European Commission spokeswoman Pia Ahrenkilde Hansen told reporters in Brussels that EU observers on the ground have recorded no significant gas flows.
"The information that we have from our monitors in Russia is that little or no gas is currently flowing, and we are not, at this stage, jumping to conclusions as to why this is the case," she said. "But this situation is, obviously, very serious and needs to improve rapidly."
Senior EU representatives, led by European Commission President Jose Manuel Barroso, insisted on January 12 that with the deployment of international monitors in Ukraine and Russia, all conditions for the immediate resumption of gas deliveries had been met.
This included meeting Russia's demand that its own monitors be given access to pipeline stations to ensure that Ukraine was not siphoning off some of the gas.
On January 13, the European Commission's energy spokesman, Ferran Tarradellas, said neither Russia's Gazprom nor Ukraine's Naftohaz allowed EU observers into the control rooms of their gas-dispatching centers.
Tarradellas said this was in contravention of the three-way agreement signed the day before.
On Again, Off Again
However, the bigger problem appears to lie elsewhere, and would have been apparent to the EU since early this morning, when Gazprom instructed a single Russian pumping station to start moving gas in volumes amounting to just one-quarter of the pre-crisis levels of 300 million cubic meters a day.

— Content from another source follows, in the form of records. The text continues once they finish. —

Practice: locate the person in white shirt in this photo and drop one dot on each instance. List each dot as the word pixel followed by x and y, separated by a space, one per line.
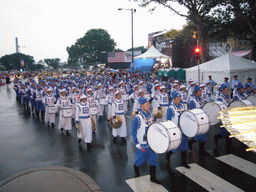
pixel 163 101
pixel 83 121
pixel 64 103
pixel 49 101
pixel 118 109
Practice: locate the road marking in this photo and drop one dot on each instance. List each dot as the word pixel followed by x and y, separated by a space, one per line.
pixel 206 179
pixel 239 163
pixel 143 183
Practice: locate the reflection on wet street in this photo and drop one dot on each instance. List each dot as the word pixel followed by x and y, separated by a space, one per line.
pixel 27 142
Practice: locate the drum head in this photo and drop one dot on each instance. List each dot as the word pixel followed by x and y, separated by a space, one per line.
pixel 158 138
pixel 252 99
pixel 188 123
pixel 242 103
pixel 213 109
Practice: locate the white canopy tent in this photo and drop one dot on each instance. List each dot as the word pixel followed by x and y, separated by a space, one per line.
pixel 153 53
pixel 224 66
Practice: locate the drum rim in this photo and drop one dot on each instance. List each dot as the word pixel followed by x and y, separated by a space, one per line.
pixel 241 102
pixel 209 115
pixel 196 122
pixel 147 138
pixel 180 139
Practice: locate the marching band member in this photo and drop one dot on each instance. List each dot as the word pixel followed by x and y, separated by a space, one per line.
pixel 91 100
pixel 139 128
pixel 24 96
pixel 83 121
pixel 204 94
pixel 38 96
pixel 184 95
pixel 74 95
pixel 163 101
pixel 122 90
pixel 31 91
pixel 118 109
pixel 191 90
pixel 99 93
pixel 49 99
pixel 136 105
pixel 248 89
pixel 173 114
pixel 196 103
pixel 62 102
pixel 154 96
pixel 239 93
pixel 208 91
pixel 110 98
pixel 224 98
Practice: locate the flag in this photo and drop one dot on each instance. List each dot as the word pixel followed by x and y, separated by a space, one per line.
pixel 22 63
pixel 116 57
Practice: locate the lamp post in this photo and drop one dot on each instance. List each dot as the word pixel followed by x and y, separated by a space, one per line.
pixel 132 11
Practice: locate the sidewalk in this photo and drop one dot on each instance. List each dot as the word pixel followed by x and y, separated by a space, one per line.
pixel 49 179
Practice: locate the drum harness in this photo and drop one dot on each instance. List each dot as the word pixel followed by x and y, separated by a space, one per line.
pixel 148 122
pixel 179 111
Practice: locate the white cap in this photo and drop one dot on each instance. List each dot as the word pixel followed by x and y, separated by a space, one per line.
pixel 63 90
pixel 162 87
pixel 202 85
pixel 83 96
pixel 182 86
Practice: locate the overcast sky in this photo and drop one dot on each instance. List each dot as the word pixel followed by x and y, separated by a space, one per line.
pixel 45 28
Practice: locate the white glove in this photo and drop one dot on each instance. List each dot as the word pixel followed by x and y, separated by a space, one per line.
pixel 138 146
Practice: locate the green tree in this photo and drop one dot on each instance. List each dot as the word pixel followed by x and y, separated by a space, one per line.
pixel 53 62
pixel 236 18
pixel 13 61
pixel 142 48
pixel 87 49
pixel 197 12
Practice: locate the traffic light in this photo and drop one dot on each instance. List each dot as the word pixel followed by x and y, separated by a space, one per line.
pixel 197 53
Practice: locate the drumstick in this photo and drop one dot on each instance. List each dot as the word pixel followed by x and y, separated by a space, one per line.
pixel 143 150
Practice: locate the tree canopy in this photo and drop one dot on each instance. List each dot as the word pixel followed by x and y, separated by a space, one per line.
pixel 17 61
pixel 87 49
pixel 214 19
pixel 53 62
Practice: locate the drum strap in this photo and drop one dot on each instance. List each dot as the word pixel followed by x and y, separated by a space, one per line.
pixel 148 122
pixel 179 110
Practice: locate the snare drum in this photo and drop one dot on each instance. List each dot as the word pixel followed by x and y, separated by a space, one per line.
pixel 125 97
pixel 67 112
pixel 163 137
pixel 51 109
pixel 94 110
pixel 147 96
pixel 213 109
pixel 194 122
pixel 103 101
pixel 241 103
pixel 252 99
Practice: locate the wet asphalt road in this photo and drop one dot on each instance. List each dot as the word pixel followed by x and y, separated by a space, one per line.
pixel 27 142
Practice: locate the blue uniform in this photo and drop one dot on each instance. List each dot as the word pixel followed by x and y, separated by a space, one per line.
pixel 173 113
pixel 139 128
pixel 196 102
pixel 226 100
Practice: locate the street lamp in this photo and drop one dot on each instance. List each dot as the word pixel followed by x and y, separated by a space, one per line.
pixel 132 11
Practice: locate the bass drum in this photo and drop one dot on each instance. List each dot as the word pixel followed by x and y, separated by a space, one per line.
pixel 163 137
pixel 194 122
pixel 252 99
pixel 67 112
pixel 213 109
pixel 242 103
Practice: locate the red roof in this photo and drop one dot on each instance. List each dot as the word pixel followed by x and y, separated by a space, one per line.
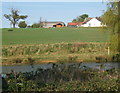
pixel 72 24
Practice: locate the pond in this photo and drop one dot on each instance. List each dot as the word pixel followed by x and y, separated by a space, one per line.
pixel 29 68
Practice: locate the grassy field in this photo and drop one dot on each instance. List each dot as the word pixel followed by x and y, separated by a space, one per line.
pixel 53 35
pixel 54 45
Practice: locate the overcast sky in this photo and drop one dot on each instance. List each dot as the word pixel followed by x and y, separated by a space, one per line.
pixel 52 11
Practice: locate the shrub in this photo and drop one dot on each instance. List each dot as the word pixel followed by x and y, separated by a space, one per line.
pixel 22 24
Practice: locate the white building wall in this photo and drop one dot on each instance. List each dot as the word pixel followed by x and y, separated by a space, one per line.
pixel 92 23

Russian officials said that amount was meant to be swiftly increased to normal supply levels, but only once international monitors confirmed that none of the Russian gas being transported through Ukraine has gone missing.

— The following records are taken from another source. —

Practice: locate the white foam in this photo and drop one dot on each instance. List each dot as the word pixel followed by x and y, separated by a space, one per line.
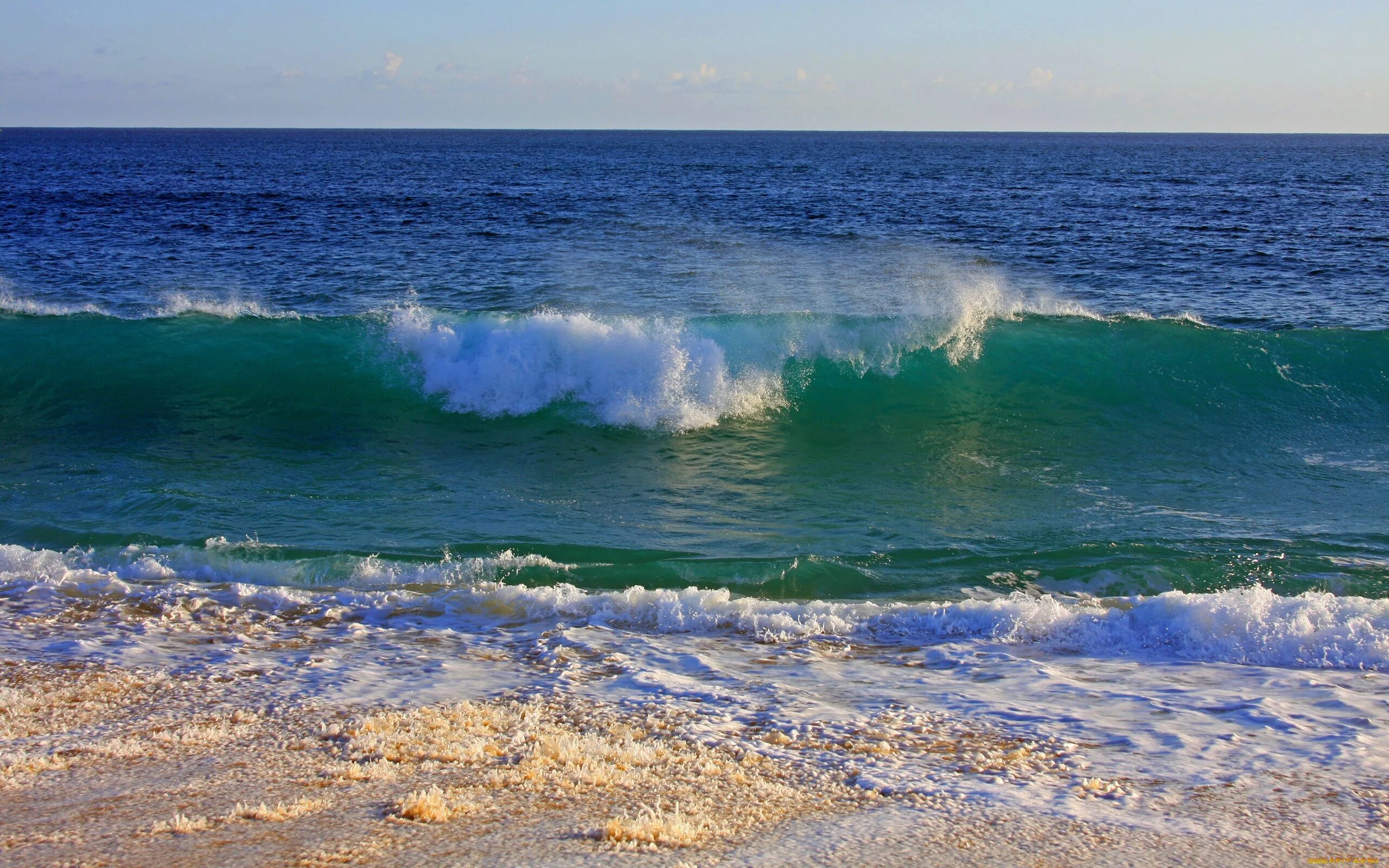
pixel 231 308
pixel 680 374
pixel 1249 626
pixel 169 306
pixel 11 303
pixel 643 373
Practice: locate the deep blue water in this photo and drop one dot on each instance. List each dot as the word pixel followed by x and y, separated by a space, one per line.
pixel 797 365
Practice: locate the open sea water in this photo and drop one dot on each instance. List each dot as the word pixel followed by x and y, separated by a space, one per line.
pixel 909 384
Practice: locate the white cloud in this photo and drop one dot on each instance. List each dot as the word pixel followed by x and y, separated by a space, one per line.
pixel 705 74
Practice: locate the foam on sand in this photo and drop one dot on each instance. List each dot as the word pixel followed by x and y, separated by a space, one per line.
pixel 1251 626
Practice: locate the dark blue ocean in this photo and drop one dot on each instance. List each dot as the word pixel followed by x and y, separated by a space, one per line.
pixel 799 366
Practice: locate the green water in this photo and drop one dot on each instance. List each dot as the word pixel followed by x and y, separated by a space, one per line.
pixel 1114 456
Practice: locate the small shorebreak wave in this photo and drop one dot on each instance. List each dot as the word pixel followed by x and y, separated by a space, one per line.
pixel 1249 626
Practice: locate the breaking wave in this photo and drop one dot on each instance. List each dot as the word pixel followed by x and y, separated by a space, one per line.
pixel 1249 626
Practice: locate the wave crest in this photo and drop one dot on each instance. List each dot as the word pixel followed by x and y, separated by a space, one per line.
pixel 643 373
pixel 1251 626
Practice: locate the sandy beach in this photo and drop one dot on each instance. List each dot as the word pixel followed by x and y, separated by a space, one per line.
pixel 253 760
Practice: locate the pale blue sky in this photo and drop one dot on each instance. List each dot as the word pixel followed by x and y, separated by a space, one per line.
pixel 876 65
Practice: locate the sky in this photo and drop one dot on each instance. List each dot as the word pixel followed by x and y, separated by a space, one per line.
pixel 1219 66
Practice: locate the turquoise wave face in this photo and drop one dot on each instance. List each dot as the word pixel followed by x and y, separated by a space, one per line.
pixel 781 456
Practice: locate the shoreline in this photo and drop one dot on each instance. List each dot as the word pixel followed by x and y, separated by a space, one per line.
pixel 123 765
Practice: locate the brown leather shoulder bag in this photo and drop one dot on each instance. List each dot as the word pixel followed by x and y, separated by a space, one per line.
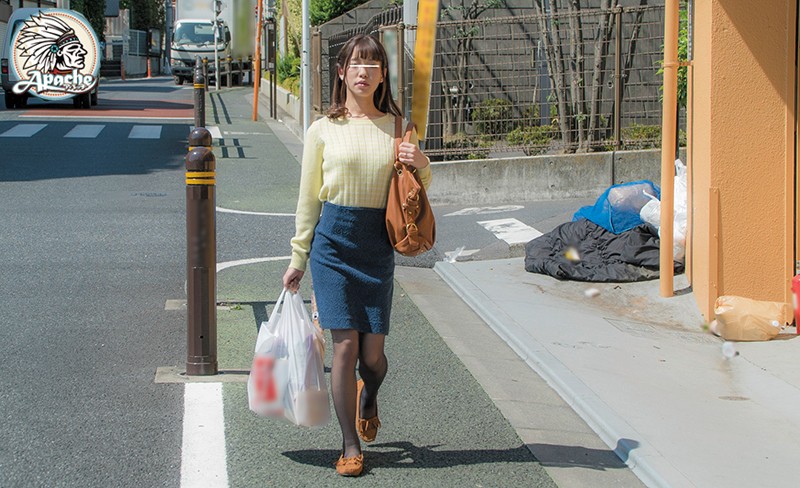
pixel 409 219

Russia has since accused Ukraine of blocking the gas shipments. It also continues to demand Ukraine pay for, or provide itself, the "technical" gas needed to operate the machinery which keeps the transit gas moving. This is something Ukraine has refused to do.
Ukrainian President Viktor Yushchenko said his country had not blocked any gas shipments, but said his country's multiline pipeline system could not be controlled to direct flows along any one particular route, meaning lower delivery volumes along each of the transit lines.

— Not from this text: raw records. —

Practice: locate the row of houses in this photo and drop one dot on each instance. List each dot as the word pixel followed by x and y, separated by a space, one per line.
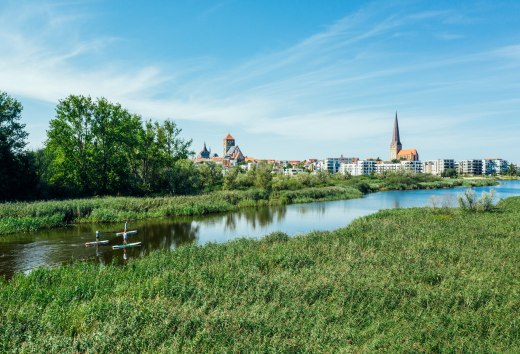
pixel 474 167
pixel 233 156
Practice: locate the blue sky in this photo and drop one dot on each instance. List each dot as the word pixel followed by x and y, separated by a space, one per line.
pixel 288 79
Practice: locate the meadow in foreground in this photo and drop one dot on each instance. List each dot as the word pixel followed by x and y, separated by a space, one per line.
pixel 405 280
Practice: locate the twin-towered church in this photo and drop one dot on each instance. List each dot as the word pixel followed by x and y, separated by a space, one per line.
pixel 396 148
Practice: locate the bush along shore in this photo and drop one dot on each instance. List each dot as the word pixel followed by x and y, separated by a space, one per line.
pixel 403 280
pixel 33 216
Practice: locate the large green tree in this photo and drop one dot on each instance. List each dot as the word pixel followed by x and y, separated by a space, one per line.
pixel 16 173
pixel 91 144
pixel 99 148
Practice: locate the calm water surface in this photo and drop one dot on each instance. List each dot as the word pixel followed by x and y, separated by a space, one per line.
pixel 23 252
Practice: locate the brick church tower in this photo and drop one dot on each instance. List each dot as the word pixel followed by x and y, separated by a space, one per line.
pixel 395 145
pixel 229 141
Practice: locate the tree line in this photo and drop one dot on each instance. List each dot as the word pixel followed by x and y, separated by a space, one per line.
pixel 93 147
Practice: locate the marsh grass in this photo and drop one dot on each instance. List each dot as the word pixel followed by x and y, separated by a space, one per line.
pixel 405 280
pixel 33 216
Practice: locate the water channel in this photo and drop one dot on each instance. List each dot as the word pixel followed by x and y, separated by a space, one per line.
pixel 24 252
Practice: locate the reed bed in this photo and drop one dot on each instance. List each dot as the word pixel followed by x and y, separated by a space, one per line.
pixel 32 216
pixel 405 280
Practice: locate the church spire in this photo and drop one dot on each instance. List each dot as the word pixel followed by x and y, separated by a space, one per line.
pixel 395 145
pixel 395 137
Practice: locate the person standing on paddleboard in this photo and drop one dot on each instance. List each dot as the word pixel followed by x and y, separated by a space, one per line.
pixel 125 235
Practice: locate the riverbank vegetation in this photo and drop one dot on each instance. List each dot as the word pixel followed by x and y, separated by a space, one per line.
pixel 96 148
pixel 405 280
pixel 33 216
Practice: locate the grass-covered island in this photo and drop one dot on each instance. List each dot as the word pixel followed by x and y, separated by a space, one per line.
pixel 404 280
pixel 33 216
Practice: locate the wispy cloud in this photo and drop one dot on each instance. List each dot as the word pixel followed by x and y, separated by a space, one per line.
pixel 336 85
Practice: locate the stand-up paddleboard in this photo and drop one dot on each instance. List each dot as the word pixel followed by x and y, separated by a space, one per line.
pixel 133 232
pixel 96 243
pixel 118 247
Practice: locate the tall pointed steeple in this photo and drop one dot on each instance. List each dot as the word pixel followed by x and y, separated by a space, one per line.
pixel 395 145
pixel 395 137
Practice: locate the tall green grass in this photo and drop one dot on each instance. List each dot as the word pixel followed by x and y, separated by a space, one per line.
pixel 28 217
pixel 409 280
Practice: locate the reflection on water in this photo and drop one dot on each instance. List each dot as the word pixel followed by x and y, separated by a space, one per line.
pixel 21 253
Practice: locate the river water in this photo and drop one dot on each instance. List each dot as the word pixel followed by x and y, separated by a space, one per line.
pixel 24 252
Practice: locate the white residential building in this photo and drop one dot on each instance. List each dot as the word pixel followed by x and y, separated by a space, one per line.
pixel 292 171
pixel 492 167
pixel 359 168
pixel 470 167
pixel 437 167
pixel 409 166
pixel 332 164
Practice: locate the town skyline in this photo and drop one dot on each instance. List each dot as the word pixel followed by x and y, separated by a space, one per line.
pixel 290 81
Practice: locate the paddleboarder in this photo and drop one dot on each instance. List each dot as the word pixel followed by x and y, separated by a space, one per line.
pixel 125 235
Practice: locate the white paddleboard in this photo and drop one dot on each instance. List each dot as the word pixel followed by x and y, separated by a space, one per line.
pixel 133 232
pixel 118 247
pixel 96 243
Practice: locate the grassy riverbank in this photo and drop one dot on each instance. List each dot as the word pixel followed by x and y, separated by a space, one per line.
pixel 420 280
pixel 27 217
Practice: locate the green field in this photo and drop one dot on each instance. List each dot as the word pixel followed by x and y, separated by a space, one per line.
pixel 404 280
pixel 33 216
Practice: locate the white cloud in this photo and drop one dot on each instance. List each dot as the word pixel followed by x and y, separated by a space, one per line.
pixel 347 79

Such explanations are cold comfort to residents in those regions who are now entering their second week without home heating, at a time when Europe is experiencing some of its coldest temperatures in years.
Deja Vu All Over Again
Frustration was in ample evidence at EU headquarters when the bloc's officials found themselves back to square one -- insisting the problems are a bilateral issue between Russia and Ukraine despite a week of furious EU diplomacy.
Tarradellas suggested the immediate target of EU anger is Russia, which did not start pumping gas at full volume this morning, as the EU had expected. "We are not happy that full volumes of gas are not coming back to the pipelines," he said.
Ahrenkilde and Tarradellas repeatedly said Russia must immediately start pumping as much gas as possible through all of its pumping stations serving Ukrainian pipelines.
The EU may yet find that the status quo ante in what some are already calling a "gas war" cannot be achieved until its underlying causes are fully addressed.
This, however, could take months, with Gazprom now threatening to sue Naftohaz for revenues lost since January 7, when it turned off the gas, and Ukraine unrepentant.